Après Ronit Elkabetz et sa description de la société patriarcale, de l’hommage aux femmes, teinté d’humour et de dialogues bien sentis, après Zaza Urushadze et son film Mandarines qui soulignait l’importance de la rencontre, celle qui désamorce le conflit par le simple langage et regard de l’autre, une belle découverte ici, de portraits de femmes par l’actrice-réalisatrice libanaise Nadine Labaki qui dès la scène inaugurale nous pose le féminin comme moteur du film.
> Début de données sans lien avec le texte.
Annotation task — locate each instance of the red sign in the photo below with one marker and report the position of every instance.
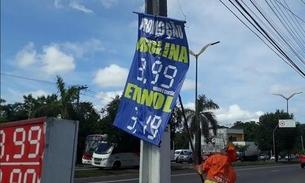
(21, 150)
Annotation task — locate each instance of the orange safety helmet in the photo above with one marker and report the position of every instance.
(231, 152)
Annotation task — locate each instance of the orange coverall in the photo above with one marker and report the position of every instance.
(218, 167)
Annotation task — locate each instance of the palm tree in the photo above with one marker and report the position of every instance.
(206, 118)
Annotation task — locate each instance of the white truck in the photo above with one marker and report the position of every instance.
(250, 154)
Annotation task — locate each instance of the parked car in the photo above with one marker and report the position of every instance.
(186, 157)
(290, 157)
(302, 160)
(264, 157)
(273, 158)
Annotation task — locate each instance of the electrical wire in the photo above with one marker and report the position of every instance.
(284, 34)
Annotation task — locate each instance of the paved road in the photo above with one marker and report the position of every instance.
(255, 174)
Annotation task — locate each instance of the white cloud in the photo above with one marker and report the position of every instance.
(57, 4)
(235, 113)
(80, 7)
(79, 49)
(111, 76)
(27, 55)
(108, 3)
(231, 115)
(55, 61)
(188, 84)
(56, 58)
(37, 93)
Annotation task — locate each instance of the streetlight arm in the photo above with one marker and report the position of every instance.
(294, 94)
(203, 49)
(281, 95)
(206, 46)
(192, 53)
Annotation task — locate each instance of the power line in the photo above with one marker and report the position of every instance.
(288, 42)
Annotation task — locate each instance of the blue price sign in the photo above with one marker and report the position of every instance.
(157, 73)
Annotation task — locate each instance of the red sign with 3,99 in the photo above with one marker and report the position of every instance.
(21, 150)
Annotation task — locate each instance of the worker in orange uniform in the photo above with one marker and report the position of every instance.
(218, 167)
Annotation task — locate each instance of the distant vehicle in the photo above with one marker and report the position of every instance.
(109, 155)
(290, 157)
(251, 154)
(273, 158)
(302, 160)
(179, 152)
(188, 157)
(264, 157)
(91, 143)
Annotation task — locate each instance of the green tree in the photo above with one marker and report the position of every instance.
(285, 138)
(206, 118)
(181, 140)
(68, 97)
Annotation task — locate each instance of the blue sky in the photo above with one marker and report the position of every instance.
(92, 42)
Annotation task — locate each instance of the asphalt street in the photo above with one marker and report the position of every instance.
(291, 173)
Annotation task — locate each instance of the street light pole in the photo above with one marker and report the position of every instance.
(287, 98)
(198, 133)
(274, 141)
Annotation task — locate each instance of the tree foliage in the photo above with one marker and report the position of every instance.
(207, 119)
(250, 129)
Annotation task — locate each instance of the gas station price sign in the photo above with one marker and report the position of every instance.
(23, 145)
(21, 150)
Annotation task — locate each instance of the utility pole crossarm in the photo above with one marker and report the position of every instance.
(294, 94)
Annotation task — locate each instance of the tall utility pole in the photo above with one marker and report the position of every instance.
(78, 93)
(197, 123)
(155, 162)
(287, 98)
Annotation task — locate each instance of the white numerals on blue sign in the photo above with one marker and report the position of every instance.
(142, 70)
(153, 122)
(170, 72)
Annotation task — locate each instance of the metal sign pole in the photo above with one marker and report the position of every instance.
(155, 161)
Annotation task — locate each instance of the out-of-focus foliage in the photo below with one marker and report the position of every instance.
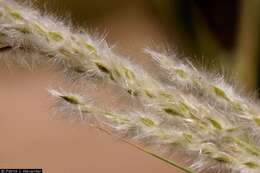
(216, 33)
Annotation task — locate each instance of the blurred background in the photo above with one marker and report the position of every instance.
(218, 35)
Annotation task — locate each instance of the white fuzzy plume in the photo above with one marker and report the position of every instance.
(218, 129)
On a l’habitude de cette image parfois énervante de femmes soumises mais garantes de l’entente familiale et du repos du guerrier, mais la réalisatrice apporte une légèreté et une sensibilité sans tomber dans le féminisme déplacé et en évitant le mélodrame, optant pour la dérision et l’optimisme.
Un pays en proie au conflit religieux, rappelant la guerre civile du liban dans les années 70, un petit village isolé, où musulmans et chrétiens vivent ensemble, mais où la menace rôde. Quelques événements vont vite inquiéter ces femmes qui devront faire preuve d’ingéniosité et de ruse pour casser les révoltes à venir. Bien sûr rien de bien nouveau si ce n’est de transposer ici ce qui peut exister ailleurs. Et c’est bien par le biais de la comédie et de cette réalité que nous, occidentaux ne connaissons finalement bien peu, qui confère à ce film à la fois son exotisme et son universalité.
Contraints par leur isolement, c’est autant le risque de la promiscuité que la sauvegarde de l’extérieur que montre la réalisatrice.
Oscillant entre fable burlesque et tragédie, la réalisatrice s’entoure d’acteurs inconnus, tous justes, de scènes chantées, de grandes envolées hystériques et caractérise le tout entre fantasme et réalité. Jouant sur les contrastes, elle en profite pour dénoncer quelques clichés de notre vision occidentale, notamment avec la venue de filles de l’est, que ces femmes à court d’arguments, paieront pour distraire leurs hommes, et appuie le décalage entre modernité et tradition, ou encore ce rapport à l’information et ses dérives, avec la scène de la télévision, risque de mauvaise influence et néfaste pour la tranquillité.
Des dialogues savoureux, des scènes décalées, de la douceur et de l’humanisme, où pourtant le tragique fait son entrée pour ne pas oublier que la ligne est bien ténue.
Un bel hommage à la solidarité, au respect de l’autre, et à l’absurdité des conflits où le final boucle la boucle et rejoint la scène d'introduction avec cette chorégraphie tragique pour ces « pleureuses » chantant et se dirigeant vers le cimetière -coupé en deux-. Même si le propos est appuyé par instants notamment dans la caractérisation des hommes, reste que les tons lumineux, la musique de Khaled Mouzannar, le rythme sans défaut et l’optimisme qui ressort, procurent un agréable moment de cinéma pour une belle façon de rire de ses propres malheurs à défaut de changer le monde.